Но если Мазай имел отношение к смерти Кольцова, то почему же он теперь охотился на Палыча? Ведь именно Антибиотик был больше всех заинтересован, чтобы тогда, в апреле восемьдесят третьего оборвались все ниточки, тянувшиеся от Беса к Бертолету, и от Бертолета — в мебельный магазин в Пушкине… Что же получается — этот Кораблев хозяина сменил? Или он тогда, в восемьдесят третьем, не на Антибиотика работал? Ничего, скоро все прояснится. Этот Кораблев расскажет все, деваться ему некуда…
К тому моменту, когда машины подъехали к Большому Дому, Кудасов уже полностью пришел в себя и спокойно просчитывал предстоящий разговор со стариком. Никита Никитич решил не тащить Кораблева в свою набитую операми комнату — там сокровенной беседы могло не получиться, — Мазая поставили лицом к стене в коридоре, а Вадим Резаков пошел выяснять обстановку со свободными помещениями.

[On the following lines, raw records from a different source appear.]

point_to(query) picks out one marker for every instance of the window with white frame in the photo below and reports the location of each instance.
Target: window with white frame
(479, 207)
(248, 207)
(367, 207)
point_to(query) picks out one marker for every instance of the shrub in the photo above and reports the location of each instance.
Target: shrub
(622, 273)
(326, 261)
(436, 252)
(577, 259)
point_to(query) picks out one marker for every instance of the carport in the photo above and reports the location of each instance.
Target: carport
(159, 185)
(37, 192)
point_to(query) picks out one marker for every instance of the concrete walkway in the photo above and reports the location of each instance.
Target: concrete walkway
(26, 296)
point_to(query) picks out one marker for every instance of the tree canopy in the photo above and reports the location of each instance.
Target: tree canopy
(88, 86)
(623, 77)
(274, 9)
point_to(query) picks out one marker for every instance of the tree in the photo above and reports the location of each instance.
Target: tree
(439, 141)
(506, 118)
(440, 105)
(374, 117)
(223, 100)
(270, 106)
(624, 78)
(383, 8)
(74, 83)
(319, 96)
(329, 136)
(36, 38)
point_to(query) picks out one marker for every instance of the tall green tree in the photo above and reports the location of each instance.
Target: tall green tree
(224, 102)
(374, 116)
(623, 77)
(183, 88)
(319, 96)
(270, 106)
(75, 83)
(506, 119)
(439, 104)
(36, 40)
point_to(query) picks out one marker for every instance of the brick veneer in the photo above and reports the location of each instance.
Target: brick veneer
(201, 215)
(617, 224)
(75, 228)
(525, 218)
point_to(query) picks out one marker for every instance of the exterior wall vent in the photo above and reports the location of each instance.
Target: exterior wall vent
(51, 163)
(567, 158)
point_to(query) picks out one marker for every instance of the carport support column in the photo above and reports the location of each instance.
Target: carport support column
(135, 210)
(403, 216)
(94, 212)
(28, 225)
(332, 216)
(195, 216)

Свободен оказался только актовый зал — туда и привели Василия Михайловича, через несколько минут вошел Кудасов и сказал, обращаясь к Резакову и Савельеву:
— Так, ребята, снимите с него «браслеты» и дайте нам потолковать по душам. В интимной обстановке.
Опера нерешительно переглянулись, потом Резаков шагнул к своему шефу и тихонько зашептал:
— Никита Никитич, может, наручники-то… Дед совсем непростой — Калмановича на чердаке вырубил, тот даже чирикнуть не успел…
Кудасов кивнул и спокойно ответил, глядя на Кораблева:
— Я думаю, Василий Михайлович будет вести себя разумно.
Старик еле заметно улыбнулся и протянул закованные руки Вите Савельеву… Когда наручники были сняты, Кораблев начал спокойно массировать затекшие кисти рук — казалось, это был не тот человек, который меньше часа назад валялся у Кудасова в ногах и обещал, что все расскажет…
Когда Резаков и Савельев, обеспокоено оглядываясь, вышли, Никита Никитич подошел к старику вплотную и негромко сказал:
— Ну что, поговорим?
— Поговорим, — кивнул Кораблев. — Спрашивай… Только у меня один вопрос имеется. У нас сейчас беседа частная, или как?…
— У нас просто разговор, — ответил Кудасов. — И от того, как он сложится, будет зависеть очень многое, Василий Михайлович…
Старик пожал плечами:
— Ты меня не пугай только. Что у тебя на меня есть? Так, ерунда всякая… Ну, посидел на чердаке с карабином — так я же старый, мало ли что мне в голову взбрести могло… Может, я действительно голубей пострелять хотел? А Варшавский вокзал ты мне никогда не пришьешь и сам это прекрасно донимаешь…
Кудасов усмехнулся:
— Насчет голубей… Ты за Антибиотиком несколько дней следил, как за главным «голубятником»?
— Отфиксировали? — хмыкнул Кораблев. — Молодцы… Ну, и что это меняет? На суде…
— До суда еще дожить надо, — перебил его Никита Никитич. — Я тебе, Василий Михайлович, по-простому скажу — либо мы по душам разговариваем…
— Либо?… — поднял подбородок старик.
— Либо я сделаю все, чтобы тебя на подписку выпустили, — спокойно закончил Никита Никитич. — Смекаешь? И тогда никакого суда не будет, можешь мне поверить… Потому что Виктору Палычу, сам понимаешь, крайне интересно узнать — кто и за что его тебе заказал… Ты в курсе его методов «дознания»?